Fluorescent imaging is a relatively recent imaging method and thus still developing in many ways. This is especially true for ICG imaging in its new clinical applications recently proposed in various branches of surgical medicine, although it has been used in some clinical applications routinely already for almost sixty years. Thus, ICG is well known in its established clinical applications, which greatly facilitates its introduction to new applications. From an engineering point of view, image and video processing seems to be among the main areas in which ICG imaging (ICGI) has potential for major developments, for example, for analysis of ICG fluorescence dynamics  (cf. Figure 2). This means, among other things, that a lot of computing development work is still needed for a broader acceptance of various emerging ICG-based medical imaging methods .
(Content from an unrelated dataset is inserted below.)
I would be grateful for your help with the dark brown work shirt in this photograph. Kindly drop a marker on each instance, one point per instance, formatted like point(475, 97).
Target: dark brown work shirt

4.8.1. Photodynamic and Photothermal Therapy
When an ICG molecule is excited, it can further transfer energy to other molecules. When exciting oxygen, ICG turns out to be a photodynamic therapy agent. In principle, for example, after having been used to reveal lymph nodes a strong illumination with NIR light could be used to destroy metastatic nodes. ICG binds easily to tissue even at high concentrations, and the visual change in colour from green to orange is manifested by the wavelength shift in reflectance peak. ICG has been used in vitro laser-assisted fat cell destruction, which might give a new optics-based procedure for cosmetic surgery .
Similarly, ICGA can be used as a light-activated antibacterial agent (LAAA), for example, in wound healing , or treating chronic rhinosinusitis  with near-infrared laser illumination (NILI). It was shown recently that the photodynamic effect can be used for acne treatment [241–243]. Nevertheless, many problems have to be solved in order to design optimal technology for acne treatment without side effects.
Through intense light (laser) irradiation a number of new effects can be provided, which lead to more effective bacteria killing and controllable cell destruction and/or inhibition of excessive synthesis of sebum in sebocytes, like the localised photodynamic effect based on the appropriate concentration of the suitable exogenous dye incorporated into hair follicle or any other skin appendages. ICG is one of the prospective exogenous dyes for soft photodynamic treatment (PDT).